Nope – didn’t work.  I tried and tried, but each time I put my head under the water, I couldn’t get used to the breathing rhythm, I freaked out and quickly surfaced.  Of course it also didn’t help that none of the other 5 members of my group had any trouble and they were all making their way down under the water to the assigned spot with our instructor.  Once again, I felt incredibly defeated and this time embarrassed!  Of course because I was the only one, my instructor had to leave the rest of the group and come to deal with me.  As he surfaced, one of my “fears” were realized and I started to cry.  I was a hint shy of hyperventilating and again mentally very defeated.  But my instructor wasn't having any of that and wouldn't take no for an answer.  He insisted that I calm down and breathe normally.  He made me realize that my defensive tactics were just hurting me and hindering my success.  He literally had me close my eyes and make a buddah-like motion with my hands (pointer and thumb together) while gently breathing out (all this in the safety of out of the water).  He then said “let’s go” and hand in hand took me under the water.

With the safety of his being right by my side, and my new calming technique, I actually managed to stay under!  My breathing was still slightly irregular, but each time I felt myself starting to panic, I once again closed my eyes, put my fingers together, and took a deep, slow breathe.  Granted it wasn't the best dive there ever was, but I managed to stay down with the rest of the group, go through all the practice exercises we needed to do and not die.  I shivered through most of that dive but most importantly I did it.  When I emerged from the water at the end of the dive, with the rest of the group, and because I was supposed to – not because I had to – I felt a tremendous sense of accomplishment and pride!  I actually did something that for many years I thought I would never be able to do!  I proceeded with the course as usual, and sometime during our second day, something clicked and I just got it.  I remember on that second day getting ready to go back under the water for that day’s first dive and having nervous feelings again.  I even tried to go under but resurfaced right away.  I literally said to myself that I was being crazy and that I knew I could do it because I already HAD done it – and it worked!  I successfully got back under and thank Gd I have not had any trouble with that again. 

The rest of the course was tremendous fun!  There were other challenges (it’s freaky as hell to take your mask off under water, then put it back on and successfully remove all the water trapped inside….) but I enjoyed all of it and celebrated each success.  Not to mention I was with a lovely group of people who made the time out of the water a lot of fun as well! At the end of the first week, I was awarded my first star.  It allows you to continue to dive but always with an instructor, and to the maximum depth of 18 meters.  This past weekend on Friday and Sunday I completed the course with my second star which now awards me the rights of an independent diver who doesn’t need to be in an organized group to go diving and can reach a maximum depth of 30 meters while diving with a buddy. 

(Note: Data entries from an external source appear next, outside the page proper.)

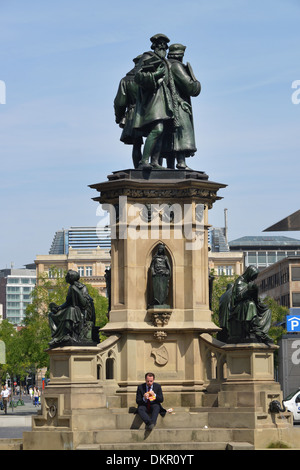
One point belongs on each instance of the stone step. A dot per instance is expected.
(177, 419)
(170, 435)
(11, 444)
(177, 446)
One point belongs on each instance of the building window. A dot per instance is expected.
(81, 270)
(89, 271)
(296, 299)
(295, 273)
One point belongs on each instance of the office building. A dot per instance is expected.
(83, 249)
(16, 286)
(281, 281)
(263, 251)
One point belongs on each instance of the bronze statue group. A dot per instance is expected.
(153, 103)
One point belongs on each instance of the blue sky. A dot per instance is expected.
(61, 62)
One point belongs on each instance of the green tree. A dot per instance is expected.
(37, 334)
(220, 284)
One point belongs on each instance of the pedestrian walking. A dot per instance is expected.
(5, 396)
(36, 396)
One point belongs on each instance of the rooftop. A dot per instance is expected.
(265, 241)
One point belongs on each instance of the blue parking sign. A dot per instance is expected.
(293, 323)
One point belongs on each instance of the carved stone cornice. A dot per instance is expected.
(165, 186)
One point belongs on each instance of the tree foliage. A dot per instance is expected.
(26, 349)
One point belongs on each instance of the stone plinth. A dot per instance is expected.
(250, 377)
(148, 208)
(72, 403)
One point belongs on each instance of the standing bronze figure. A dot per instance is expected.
(73, 321)
(160, 269)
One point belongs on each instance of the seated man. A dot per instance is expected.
(149, 397)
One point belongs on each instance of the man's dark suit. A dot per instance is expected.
(155, 405)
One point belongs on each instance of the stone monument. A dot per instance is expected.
(159, 299)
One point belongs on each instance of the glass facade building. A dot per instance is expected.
(16, 286)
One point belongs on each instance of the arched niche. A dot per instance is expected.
(150, 297)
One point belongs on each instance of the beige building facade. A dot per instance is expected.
(226, 263)
(90, 263)
(281, 281)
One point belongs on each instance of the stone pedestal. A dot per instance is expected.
(146, 209)
(72, 403)
(250, 377)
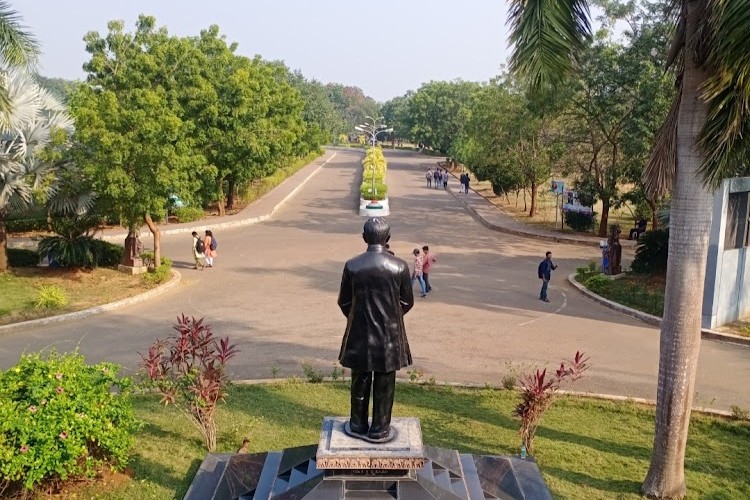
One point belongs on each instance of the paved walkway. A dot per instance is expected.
(275, 283)
(258, 211)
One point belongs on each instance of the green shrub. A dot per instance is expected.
(107, 254)
(26, 224)
(50, 297)
(188, 214)
(161, 274)
(366, 191)
(19, 257)
(73, 252)
(61, 419)
(652, 253)
(579, 221)
(597, 283)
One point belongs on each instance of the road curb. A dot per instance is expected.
(464, 385)
(92, 311)
(219, 225)
(652, 320)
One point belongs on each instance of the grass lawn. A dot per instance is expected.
(84, 289)
(585, 448)
(545, 215)
(644, 293)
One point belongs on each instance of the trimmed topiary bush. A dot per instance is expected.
(61, 419)
(107, 254)
(188, 214)
(20, 257)
(366, 191)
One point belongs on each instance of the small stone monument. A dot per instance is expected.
(132, 263)
(614, 250)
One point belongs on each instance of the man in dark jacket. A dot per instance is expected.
(375, 294)
(545, 274)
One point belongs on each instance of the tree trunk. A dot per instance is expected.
(230, 194)
(3, 245)
(221, 202)
(690, 222)
(654, 215)
(605, 218)
(157, 239)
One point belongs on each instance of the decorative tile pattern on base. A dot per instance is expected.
(338, 450)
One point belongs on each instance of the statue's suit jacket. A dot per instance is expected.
(376, 292)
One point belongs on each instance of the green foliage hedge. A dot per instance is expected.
(580, 221)
(188, 214)
(652, 253)
(19, 257)
(61, 419)
(365, 191)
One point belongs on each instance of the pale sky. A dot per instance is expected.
(386, 50)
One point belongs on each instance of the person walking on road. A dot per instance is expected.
(545, 274)
(209, 242)
(417, 274)
(427, 260)
(198, 252)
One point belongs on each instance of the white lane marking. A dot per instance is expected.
(564, 304)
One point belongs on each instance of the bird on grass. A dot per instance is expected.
(243, 448)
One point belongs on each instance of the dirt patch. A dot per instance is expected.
(93, 488)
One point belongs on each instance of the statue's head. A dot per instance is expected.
(376, 231)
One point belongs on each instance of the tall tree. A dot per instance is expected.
(18, 49)
(704, 136)
(25, 134)
(438, 111)
(130, 138)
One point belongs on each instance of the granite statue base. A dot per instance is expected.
(343, 467)
(364, 437)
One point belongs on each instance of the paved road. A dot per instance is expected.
(274, 289)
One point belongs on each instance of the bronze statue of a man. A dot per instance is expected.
(375, 294)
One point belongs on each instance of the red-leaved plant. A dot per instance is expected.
(538, 391)
(188, 370)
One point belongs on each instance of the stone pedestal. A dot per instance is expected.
(342, 468)
(338, 450)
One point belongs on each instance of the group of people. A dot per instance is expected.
(204, 250)
(464, 179)
(423, 262)
(437, 178)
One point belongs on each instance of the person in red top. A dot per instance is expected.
(428, 260)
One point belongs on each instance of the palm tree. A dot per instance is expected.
(705, 138)
(24, 133)
(18, 48)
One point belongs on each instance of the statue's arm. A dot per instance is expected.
(406, 292)
(345, 293)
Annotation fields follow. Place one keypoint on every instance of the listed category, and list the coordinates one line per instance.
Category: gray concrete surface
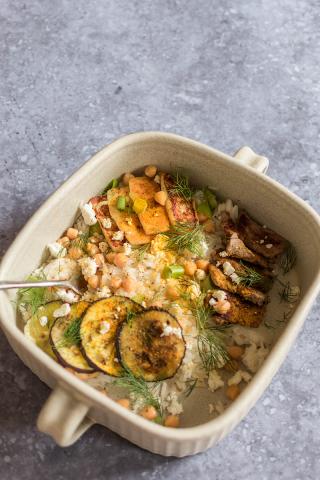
(76, 75)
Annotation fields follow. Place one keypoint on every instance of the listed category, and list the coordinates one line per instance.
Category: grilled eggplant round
(98, 331)
(69, 353)
(151, 345)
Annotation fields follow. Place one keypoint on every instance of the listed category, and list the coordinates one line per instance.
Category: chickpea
(208, 226)
(124, 402)
(161, 197)
(93, 281)
(233, 392)
(115, 283)
(99, 259)
(120, 259)
(235, 351)
(149, 412)
(126, 177)
(64, 241)
(150, 171)
(92, 249)
(202, 264)
(128, 284)
(190, 268)
(172, 292)
(72, 233)
(172, 421)
(75, 253)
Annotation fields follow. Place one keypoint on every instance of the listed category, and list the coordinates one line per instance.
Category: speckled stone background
(74, 76)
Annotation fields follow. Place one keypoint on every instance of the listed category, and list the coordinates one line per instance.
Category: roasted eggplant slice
(151, 345)
(127, 222)
(241, 312)
(248, 293)
(154, 219)
(179, 209)
(107, 224)
(261, 240)
(98, 332)
(39, 325)
(68, 350)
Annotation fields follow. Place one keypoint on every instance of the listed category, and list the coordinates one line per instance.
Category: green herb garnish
(140, 390)
(288, 259)
(182, 187)
(183, 236)
(71, 335)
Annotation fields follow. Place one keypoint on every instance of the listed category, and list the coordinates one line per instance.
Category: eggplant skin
(69, 356)
(147, 350)
(98, 347)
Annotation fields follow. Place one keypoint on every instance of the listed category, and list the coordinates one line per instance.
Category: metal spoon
(46, 283)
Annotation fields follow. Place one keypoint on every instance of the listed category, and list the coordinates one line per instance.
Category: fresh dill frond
(33, 297)
(71, 335)
(140, 390)
(288, 293)
(183, 236)
(81, 241)
(249, 276)
(182, 187)
(191, 385)
(288, 259)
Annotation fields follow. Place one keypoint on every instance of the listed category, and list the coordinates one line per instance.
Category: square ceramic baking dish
(73, 406)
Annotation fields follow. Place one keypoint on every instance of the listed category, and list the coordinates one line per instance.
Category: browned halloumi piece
(127, 222)
(248, 293)
(179, 209)
(101, 209)
(154, 220)
(241, 312)
(263, 241)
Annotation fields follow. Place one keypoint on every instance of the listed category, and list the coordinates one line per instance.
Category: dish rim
(88, 394)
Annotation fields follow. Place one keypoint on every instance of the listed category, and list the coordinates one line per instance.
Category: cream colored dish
(73, 405)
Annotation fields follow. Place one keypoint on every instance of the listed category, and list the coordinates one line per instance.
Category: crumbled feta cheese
(119, 235)
(127, 248)
(43, 321)
(228, 268)
(67, 295)
(220, 295)
(214, 381)
(105, 327)
(62, 311)
(238, 377)
(235, 278)
(168, 330)
(56, 250)
(88, 214)
(106, 222)
(88, 266)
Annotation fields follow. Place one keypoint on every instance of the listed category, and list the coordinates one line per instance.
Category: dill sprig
(191, 385)
(288, 293)
(71, 335)
(249, 276)
(182, 187)
(288, 259)
(183, 236)
(33, 297)
(140, 390)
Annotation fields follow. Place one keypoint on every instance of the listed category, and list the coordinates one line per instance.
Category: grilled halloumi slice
(179, 209)
(248, 293)
(154, 219)
(127, 222)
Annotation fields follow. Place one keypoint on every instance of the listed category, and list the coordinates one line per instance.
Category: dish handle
(248, 157)
(63, 418)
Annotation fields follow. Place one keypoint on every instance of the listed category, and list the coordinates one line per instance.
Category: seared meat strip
(248, 293)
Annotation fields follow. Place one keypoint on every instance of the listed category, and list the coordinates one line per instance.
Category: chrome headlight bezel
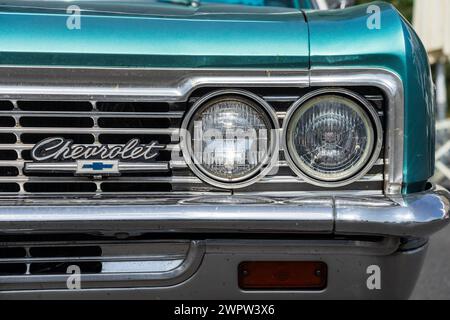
(353, 174)
(270, 160)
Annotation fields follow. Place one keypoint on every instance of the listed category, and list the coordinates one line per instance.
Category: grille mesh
(25, 123)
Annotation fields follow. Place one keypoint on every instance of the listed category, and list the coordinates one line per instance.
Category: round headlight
(332, 136)
(229, 139)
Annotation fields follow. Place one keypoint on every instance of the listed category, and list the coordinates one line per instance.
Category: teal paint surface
(145, 34)
(175, 36)
(341, 39)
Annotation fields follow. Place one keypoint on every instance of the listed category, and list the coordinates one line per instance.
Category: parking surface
(434, 281)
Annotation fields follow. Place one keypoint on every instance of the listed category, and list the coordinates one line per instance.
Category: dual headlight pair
(330, 137)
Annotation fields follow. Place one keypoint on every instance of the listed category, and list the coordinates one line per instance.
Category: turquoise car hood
(152, 34)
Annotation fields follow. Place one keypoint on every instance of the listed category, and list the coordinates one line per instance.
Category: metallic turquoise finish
(146, 34)
(341, 39)
(173, 36)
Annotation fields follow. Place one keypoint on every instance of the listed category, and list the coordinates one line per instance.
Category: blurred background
(431, 20)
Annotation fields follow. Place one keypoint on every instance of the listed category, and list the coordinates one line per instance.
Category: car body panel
(394, 47)
(173, 37)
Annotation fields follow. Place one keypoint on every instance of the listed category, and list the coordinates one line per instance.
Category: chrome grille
(48, 264)
(23, 123)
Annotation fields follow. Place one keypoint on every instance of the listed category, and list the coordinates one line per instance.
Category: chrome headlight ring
(357, 171)
(264, 167)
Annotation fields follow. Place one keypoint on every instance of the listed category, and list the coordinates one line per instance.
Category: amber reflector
(282, 275)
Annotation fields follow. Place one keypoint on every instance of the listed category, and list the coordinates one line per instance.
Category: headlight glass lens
(330, 138)
(230, 138)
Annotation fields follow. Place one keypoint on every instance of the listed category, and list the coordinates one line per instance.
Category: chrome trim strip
(416, 215)
(158, 278)
(72, 167)
(146, 84)
(175, 85)
(392, 86)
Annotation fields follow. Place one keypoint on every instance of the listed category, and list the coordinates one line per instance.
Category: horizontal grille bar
(23, 123)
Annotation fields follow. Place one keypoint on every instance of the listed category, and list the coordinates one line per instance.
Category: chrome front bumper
(416, 215)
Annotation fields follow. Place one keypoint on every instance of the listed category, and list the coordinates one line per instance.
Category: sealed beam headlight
(230, 138)
(332, 137)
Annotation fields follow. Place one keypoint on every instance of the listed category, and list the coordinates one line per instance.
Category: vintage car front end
(178, 152)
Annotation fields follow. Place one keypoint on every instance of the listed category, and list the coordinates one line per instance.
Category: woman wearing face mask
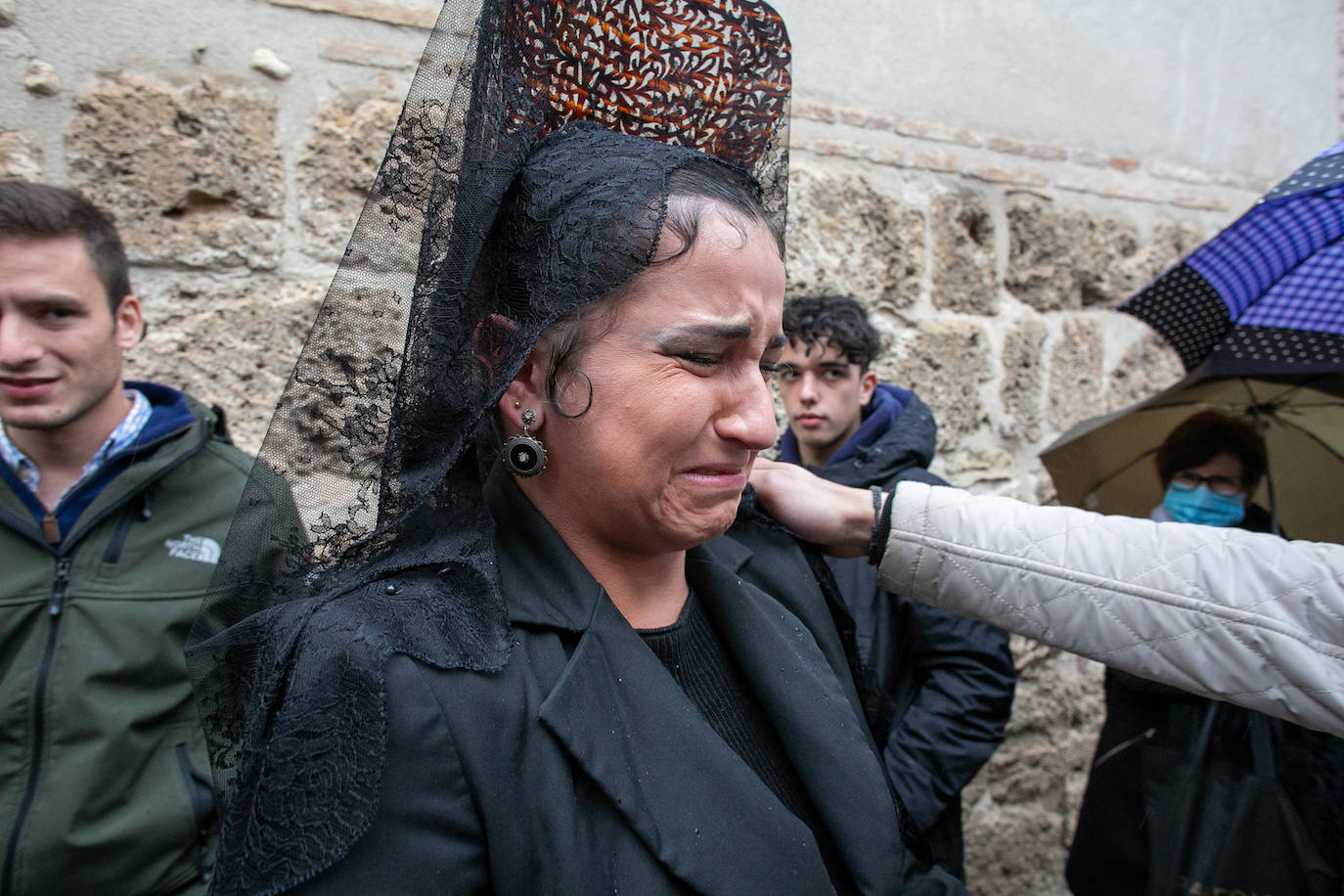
(1210, 467)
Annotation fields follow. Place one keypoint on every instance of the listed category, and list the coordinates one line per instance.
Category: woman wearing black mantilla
(584, 669)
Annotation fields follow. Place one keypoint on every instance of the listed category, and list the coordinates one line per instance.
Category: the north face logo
(194, 547)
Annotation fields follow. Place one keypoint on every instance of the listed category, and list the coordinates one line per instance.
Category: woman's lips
(24, 387)
(719, 475)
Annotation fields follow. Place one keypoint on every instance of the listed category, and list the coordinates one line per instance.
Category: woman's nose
(749, 417)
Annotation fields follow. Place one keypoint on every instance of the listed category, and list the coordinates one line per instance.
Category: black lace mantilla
(527, 175)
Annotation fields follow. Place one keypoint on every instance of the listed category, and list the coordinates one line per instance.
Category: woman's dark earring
(524, 454)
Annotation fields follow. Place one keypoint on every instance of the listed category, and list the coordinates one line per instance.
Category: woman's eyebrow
(706, 331)
(730, 332)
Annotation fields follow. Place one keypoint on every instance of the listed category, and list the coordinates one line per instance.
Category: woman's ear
(527, 391)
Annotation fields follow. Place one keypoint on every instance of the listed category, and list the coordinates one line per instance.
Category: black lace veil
(525, 176)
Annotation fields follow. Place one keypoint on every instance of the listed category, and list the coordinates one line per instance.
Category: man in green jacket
(114, 503)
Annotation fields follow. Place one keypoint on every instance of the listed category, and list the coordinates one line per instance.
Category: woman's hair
(1206, 435)
(700, 184)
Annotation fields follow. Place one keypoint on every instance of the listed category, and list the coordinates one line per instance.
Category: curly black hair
(1207, 434)
(836, 320)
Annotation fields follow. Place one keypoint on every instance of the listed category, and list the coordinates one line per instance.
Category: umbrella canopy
(1106, 464)
(1265, 295)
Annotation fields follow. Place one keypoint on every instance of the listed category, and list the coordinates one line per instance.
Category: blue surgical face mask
(1204, 507)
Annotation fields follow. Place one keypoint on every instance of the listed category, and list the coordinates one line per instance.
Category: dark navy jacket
(951, 680)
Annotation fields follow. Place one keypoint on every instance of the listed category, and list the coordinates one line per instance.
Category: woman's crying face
(680, 398)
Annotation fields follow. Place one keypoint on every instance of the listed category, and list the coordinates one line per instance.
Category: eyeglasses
(1188, 481)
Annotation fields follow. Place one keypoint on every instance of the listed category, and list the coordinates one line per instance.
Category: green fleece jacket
(104, 774)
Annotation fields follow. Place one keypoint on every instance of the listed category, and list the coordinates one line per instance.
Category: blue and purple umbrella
(1265, 295)
(1257, 315)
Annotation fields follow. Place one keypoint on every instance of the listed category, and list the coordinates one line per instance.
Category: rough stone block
(845, 237)
(1012, 176)
(1106, 263)
(365, 54)
(1146, 368)
(21, 156)
(1064, 259)
(225, 341)
(337, 166)
(417, 15)
(963, 255)
(265, 61)
(1020, 806)
(1039, 255)
(40, 78)
(193, 175)
(1023, 379)
(945, 362)
(1075, 377)
(965, 469)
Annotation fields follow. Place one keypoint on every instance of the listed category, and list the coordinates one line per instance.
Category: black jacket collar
(667, 770)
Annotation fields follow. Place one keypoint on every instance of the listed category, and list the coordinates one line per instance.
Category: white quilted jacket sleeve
(1222, 612)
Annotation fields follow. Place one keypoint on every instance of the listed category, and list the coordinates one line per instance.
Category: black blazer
(582, 767)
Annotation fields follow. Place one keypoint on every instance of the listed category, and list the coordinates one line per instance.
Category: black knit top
(695, 657)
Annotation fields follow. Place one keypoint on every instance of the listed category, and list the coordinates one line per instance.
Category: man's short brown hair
(35, 211)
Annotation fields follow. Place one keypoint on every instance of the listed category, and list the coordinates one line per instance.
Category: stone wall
(234, 141)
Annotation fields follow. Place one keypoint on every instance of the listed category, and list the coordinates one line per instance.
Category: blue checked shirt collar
(124, 435)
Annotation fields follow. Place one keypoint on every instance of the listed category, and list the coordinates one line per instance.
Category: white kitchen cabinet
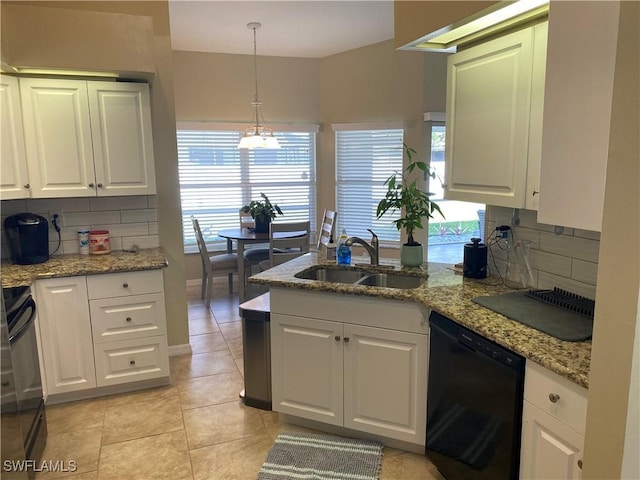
(87, 138)
(553, 421)
(13, 158)
(364, 370)
(65, 330)
(577, 112)
(495, 94)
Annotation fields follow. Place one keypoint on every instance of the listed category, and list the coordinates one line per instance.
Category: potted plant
(413, 204)
(262, 211)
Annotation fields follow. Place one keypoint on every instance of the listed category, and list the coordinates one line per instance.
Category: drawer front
(124, 284)
(557, 396)
(131, 360)
(138, 316)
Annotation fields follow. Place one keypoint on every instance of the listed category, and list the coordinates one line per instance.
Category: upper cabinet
(577, 112)
(13, 159)
(495, 93)
(87, 138)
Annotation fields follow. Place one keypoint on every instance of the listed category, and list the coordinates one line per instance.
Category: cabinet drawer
(131, 360)
(126, 318)
(124, 284)
(570, 407)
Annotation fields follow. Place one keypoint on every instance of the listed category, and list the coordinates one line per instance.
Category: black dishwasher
(474, 404)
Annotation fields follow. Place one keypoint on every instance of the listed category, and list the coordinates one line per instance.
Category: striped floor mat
(321, 457)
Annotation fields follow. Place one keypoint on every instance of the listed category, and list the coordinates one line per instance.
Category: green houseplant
(262, 211)
(412, 202)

I really feel proud of myself.  I overcame a huge obstacle in my life, that even though it did not practically affect me on a daily basis, always sat on my shoulder, whispering in my ear that I had failed at something.  I’m happy that I had the courage to look this problem in the face and take care of it.  And in addition to all of that, I now really love Scuba Diving!  I can’t wait to go an exercise this new skill and I hope I can learn from myself when I encounter another difficulty by facing it rationally and working through it.